Эксперт отмечает, что чиновники ориентируются на президента, но со своими интересами.
«Раз президент говорит про опережающее развитие ДФО, надо заложить что-нибудь простое и понятное, для самих же чиновников — к примеру, темпы роста ВРП. Если в среднем по России 3%, пускай на Дальнем Востоке будет 6%. Чтобы получить темпы роста в 6%, нужны инвестиции не в 7% от общероссийского объема вкладывать, а 20%. Только куда их направлять? В строительство железной дороги из Владивостока на Северный Полюс? Построить ее можно один раз, а дальше?», — отмечает Минакир.
ПЕРВАЯ ПРОГРАММА — МАКСИМУМ СВОБОДЫ
Академик Минакир видит выход в возрождении экономической инициативы местных жителей.
«Значение имеет реальная мысль, основанная на реальных фактах. Зачем нам эти программы? Разве ДФО сейчас не развивается, а завтра вымрет? Какие-то темпы роста экономика показывает, порты забиты, уголь вывозится. Вообще, это изнурительная задача — разобраться, что понимается под «социально-экономическим развитием Дальнего Востока». В России пишут программы: Саша идет туда, Ваня оттуда, а Петя несет тяжелую ношу. Когда они сойдутся, наступит счастье. Да они помрут, прежде чем дойдут до назначенной точки», — объясняет эксперт.

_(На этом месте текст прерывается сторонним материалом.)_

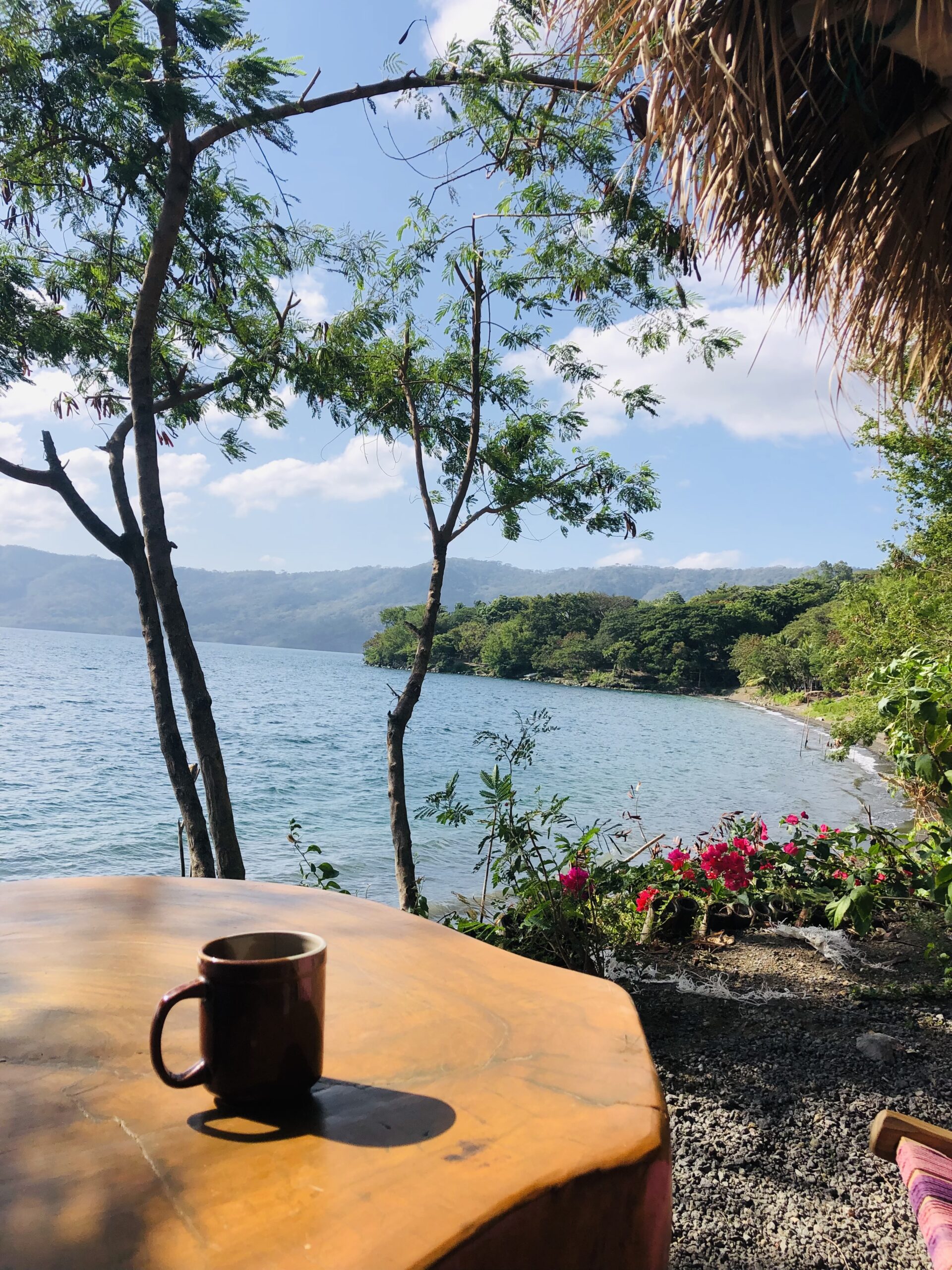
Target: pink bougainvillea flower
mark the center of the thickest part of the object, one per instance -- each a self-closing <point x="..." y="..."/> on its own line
<point x="647" y="897"/>
<point x="575" y="882"/>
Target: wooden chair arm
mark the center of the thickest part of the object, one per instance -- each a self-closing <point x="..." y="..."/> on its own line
<point x="889" y="1127"/>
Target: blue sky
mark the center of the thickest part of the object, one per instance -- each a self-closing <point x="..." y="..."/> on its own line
<point x="756" y="465"/>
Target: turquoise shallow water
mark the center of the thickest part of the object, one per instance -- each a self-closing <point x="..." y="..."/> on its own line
<point x="84" y="790"/>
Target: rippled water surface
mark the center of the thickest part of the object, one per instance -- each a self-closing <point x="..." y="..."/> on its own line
<point x="84" y="790"/>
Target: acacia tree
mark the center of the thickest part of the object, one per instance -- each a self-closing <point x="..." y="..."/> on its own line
<point x="117" y="120"/>
<point x="485" y="444"/>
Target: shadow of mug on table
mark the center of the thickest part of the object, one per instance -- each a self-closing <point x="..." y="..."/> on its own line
<point x="261" y="1017"/>
<point x="361" y="1115"/>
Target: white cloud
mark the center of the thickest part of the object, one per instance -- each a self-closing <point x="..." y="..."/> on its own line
<point x="463" y="19"/>
<point x="314" y="304"/>
<point x="363" y="472"/>
<point x="182" y="472"/>
<point x="710" y="561"/>
<point x="12" y="443"/>
<point x="28" y="512"/>
<point x="625" y="556"/>
<point x="33" y="400"/>
<point x="85" y="468"/>
<point x="778" y="384"/>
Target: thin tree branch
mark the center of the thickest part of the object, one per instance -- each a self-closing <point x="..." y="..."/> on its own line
<point x="476" y="399"/>
<point x="418" y="437"/>
<point x="363" y="92"/>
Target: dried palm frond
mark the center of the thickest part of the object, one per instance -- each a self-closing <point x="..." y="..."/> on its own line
<point x="812" y="137"/>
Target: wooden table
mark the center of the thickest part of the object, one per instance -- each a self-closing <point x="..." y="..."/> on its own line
<point x="479" y="1112"/>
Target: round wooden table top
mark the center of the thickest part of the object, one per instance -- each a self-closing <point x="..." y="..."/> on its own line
<point x="477" y="1109"/>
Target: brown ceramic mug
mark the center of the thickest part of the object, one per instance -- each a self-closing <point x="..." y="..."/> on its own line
<point x="261" y="1017"/>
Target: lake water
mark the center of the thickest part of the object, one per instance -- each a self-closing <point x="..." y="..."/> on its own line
<point x="84" y="789"/>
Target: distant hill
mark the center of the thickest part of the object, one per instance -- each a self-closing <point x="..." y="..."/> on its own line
<point x="337" y="610"/>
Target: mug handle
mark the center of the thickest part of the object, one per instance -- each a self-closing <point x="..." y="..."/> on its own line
<point x="197" y="1074"/>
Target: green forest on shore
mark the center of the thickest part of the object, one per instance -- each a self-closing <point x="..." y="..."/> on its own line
<point x="668" y="644"/>
<point x="826" y="639"/>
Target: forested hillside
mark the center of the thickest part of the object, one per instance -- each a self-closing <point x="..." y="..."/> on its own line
<point x="334" y="610"/>
<point x="670" y="643"/>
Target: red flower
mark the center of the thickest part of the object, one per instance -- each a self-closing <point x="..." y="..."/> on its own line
<point x="647" y="897"/>
<point x="575" y="882"/>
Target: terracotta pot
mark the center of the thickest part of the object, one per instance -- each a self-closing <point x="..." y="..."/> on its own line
<point x="678" y="920"/>
<point x="739" y="917"/>
<point x="761" y="912"/>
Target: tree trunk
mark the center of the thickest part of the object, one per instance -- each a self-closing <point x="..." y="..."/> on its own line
<point x="200" y="847"/>
<point x="198" y="701"/>
<point x="398" y="719"/>
<point x="183" y="783"/>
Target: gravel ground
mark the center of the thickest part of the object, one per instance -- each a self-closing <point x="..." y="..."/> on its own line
<point x="771" y="1107"/>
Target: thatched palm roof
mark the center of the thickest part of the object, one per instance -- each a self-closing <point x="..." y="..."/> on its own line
<point x="815" y="139"/>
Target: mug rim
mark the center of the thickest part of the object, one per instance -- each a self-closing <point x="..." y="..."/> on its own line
<point x="321" y="947"/>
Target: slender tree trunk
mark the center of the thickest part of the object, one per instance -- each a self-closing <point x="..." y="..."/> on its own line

Рост, говоря научным языком, возникает из эндогенных факторов социально-экономической системы, которая сама себе ставит задачи и получает пользу.
«Отчеты бюрократы в любом случае напишут. Если не выполнят, то по объективным обстоятельствам: "пандемия", "против нас ввели санкции". Повод, поверьте, всегда найдется. И сочинят другую программу», — считает академик. — В США не было государственной программы по развитию тихоокеанского побережья. Зато старатели мыли золото в Калифорнии, кто-то строил порты, фабрики, чтобы обслуживать золотодобытчиков. Люди зарабатывали деньги, государство просто им не мешало, охраняло армией и полицией».
Эксперт также приводит «родной» пример. В 1922 году Дальний Восток вышел из Гражданской войны в полной разрухе. Первая программа была тогда у большевиков. Идей никаких, денег тоже, управлять гигантской территорией, где такие разные условия, от Чукотки до Приморья — ресурсов нет. Дали карт-бланш местным – «делайте, что хотите». Все полученные доходы используйте на развитие экономики, борьбу с нищетой, здравоохранение, образование, на что угодно. Бюджеты вам утвердим, но денег дать не сможем, ищите сами.
«Дальневосточники искали, развивали торговлю, частный бизнес, брали кредиты, отдавали ресурсы в концессию. К 1927 году, за пять лет, превзошли уровень довоенного, 1913-го. Без всяких призывов высоких начальников. Люди понимали — нам здесь жить».